Palm Sunday - April 13
On this day, we pack into the narthex bearing our palms and listen to a Gospel reading recounting Jesus’ triumphal entry into Jerusalem with his disciples before processing into the sanctuary.
In recent years, these exclamations have troubled me; after all, not long after this moment of praise, we hear (or say) the words, “Crucify him!” It can feel vaguely uneasy to join in triumphal exclamations knowing that we’ll soon be meditating on the disciples who betrayed Jesus - betrayals mirrored in our own lives.

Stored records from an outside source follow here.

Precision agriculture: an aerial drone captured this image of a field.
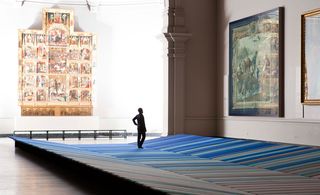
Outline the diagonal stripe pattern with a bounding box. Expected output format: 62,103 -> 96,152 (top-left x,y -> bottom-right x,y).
11,134 -> 320,194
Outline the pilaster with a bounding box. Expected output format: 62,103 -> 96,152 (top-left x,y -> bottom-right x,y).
164,0 -> 191,135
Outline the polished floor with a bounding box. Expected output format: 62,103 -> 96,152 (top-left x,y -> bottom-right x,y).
0,136 -> 150,195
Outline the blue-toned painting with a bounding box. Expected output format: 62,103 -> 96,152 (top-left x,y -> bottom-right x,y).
229,8 -> 284,116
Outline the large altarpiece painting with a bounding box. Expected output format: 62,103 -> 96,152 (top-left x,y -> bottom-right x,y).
18,8 -> 96,116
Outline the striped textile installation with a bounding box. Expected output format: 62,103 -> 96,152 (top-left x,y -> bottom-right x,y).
141,134 -> 320,179
74,135 -> 320,194
11,136 -> 246,195
11,134 -> 320,194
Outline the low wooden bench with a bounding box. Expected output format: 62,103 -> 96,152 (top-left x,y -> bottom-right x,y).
13,129 -> 127,140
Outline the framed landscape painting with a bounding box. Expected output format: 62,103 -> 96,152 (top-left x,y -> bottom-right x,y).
229,7 -> 284,116
301,9 -> 320,104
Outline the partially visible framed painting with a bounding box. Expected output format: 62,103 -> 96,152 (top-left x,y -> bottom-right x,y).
229,7 -> 284,116
301,9 -> 320,104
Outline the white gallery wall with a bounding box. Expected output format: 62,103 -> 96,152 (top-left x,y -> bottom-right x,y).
217,0 -> 320,146
0,1 -> 166,134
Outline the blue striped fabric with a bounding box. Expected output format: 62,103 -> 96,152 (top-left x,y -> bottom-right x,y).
142,134 -> 320,179
224,145 -> 307,162
196,142 -> 276,158
75,135 -> 320,194
11,134 -> 320,194
11,136 -> 246,195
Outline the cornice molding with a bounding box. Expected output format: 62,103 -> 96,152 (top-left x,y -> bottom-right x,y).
164,32 -> 192,42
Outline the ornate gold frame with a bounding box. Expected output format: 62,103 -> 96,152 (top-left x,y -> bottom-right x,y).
18,8 -> 96,116
301,9 -> 320,104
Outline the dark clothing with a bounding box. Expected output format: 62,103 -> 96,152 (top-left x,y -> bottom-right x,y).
132,113 -> 147,133
133,113 -> 147,148
137,132 -> 146,148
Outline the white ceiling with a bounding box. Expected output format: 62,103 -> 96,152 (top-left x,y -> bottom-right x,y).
7,0 -> 163,13
14,0 -> 163,6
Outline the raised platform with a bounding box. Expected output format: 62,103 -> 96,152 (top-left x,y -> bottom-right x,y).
11,134 -> 320,194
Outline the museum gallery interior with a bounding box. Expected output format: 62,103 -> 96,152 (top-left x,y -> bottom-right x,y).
1,0 -> 320,194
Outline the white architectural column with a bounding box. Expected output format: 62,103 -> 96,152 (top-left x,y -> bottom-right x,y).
164,0 -> 191,135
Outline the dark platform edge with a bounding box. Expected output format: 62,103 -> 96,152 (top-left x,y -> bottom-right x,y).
12,137 -> 167,195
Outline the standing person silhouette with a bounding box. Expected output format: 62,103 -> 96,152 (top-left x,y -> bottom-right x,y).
132,108 -> 146,149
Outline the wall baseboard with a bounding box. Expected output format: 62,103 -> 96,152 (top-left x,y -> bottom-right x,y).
217,117 -> 320,146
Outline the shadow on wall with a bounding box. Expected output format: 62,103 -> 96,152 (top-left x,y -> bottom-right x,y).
28,9 -> 42,29
217,0 -> 230,136
74,16 -> 84,32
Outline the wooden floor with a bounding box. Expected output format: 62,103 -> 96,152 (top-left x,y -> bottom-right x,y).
0,136 -> 142,195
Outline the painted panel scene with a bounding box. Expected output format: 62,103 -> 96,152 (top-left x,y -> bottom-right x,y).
230,9 -> 280,116
18,8 -> 95,116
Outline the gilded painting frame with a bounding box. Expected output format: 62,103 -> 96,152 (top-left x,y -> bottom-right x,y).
301,9 -> 320,104
229,7 -> 284,116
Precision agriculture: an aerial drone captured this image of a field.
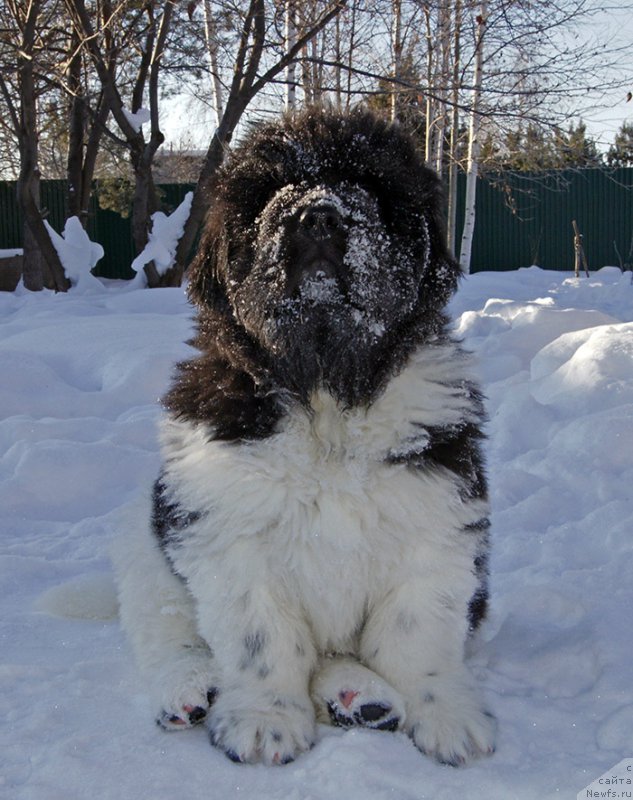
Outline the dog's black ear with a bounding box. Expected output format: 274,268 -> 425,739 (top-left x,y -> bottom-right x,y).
186,212 -> 231,312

Does that sense of unease miss the point of Palm Sunday’s opening rite?
Turning to Luke, we learn that those who cry out are a “multitude” of his “disciples” - that is, a veritable crowd of outsiders who gradually joined Jesus as pilgrims on his journey from Galilee up to Jerusalem. They exclaim, “Blessed is the king who comes in the name of the Lord. Peace in heaven and glory in the highest.” The first sentence is shared with the other Gospels and derives from Psalm 118. The exclamations arguably anticipate the Messiah. Importantly, those crying out are the pilgrim-disciples
who journeyed with Jesus to Jerusalem for Passover - not Jerusalem’s inhabitants, who will soon demand Jesus’ crucifixion.
The Church doesn’t shy away from these exclamations out of a sense of shame that they are the fickle words of crowds poised to betray Jesus. Rather, we sing them at Mass during the Sanctus. Similar practices date back to the “earliest post-Easter liturgical text that we possess - the Didache,” which dates from around 100 A.D. See Jesus of Nazareth: Part Two: Holy Week (Pope Benedict XVI, 2010). When we repeat these exclamations in the modern liturgy, we identify with Jesus’ pilgrim-disciples on Palm Sunday. Just as they saw a Messiah riding up in humble form, the Church sees him “coming again and again in the humble form of bread and wine.” Id. He’s coming to take us with him, to his Cross and Resurrection. On this Palm Sunday, and at every Mass, we can reflect on the Eucharistic significance of this Psalm-inspired exclamation; and joyfully join with Jesus’ pilgrim-disciples in praising our Messiah.
Q: Where are my heart and my mind during the Sanctus at Mass? If I can imagine myself in the crowd, and see Jesus turn to look at me, what does he say?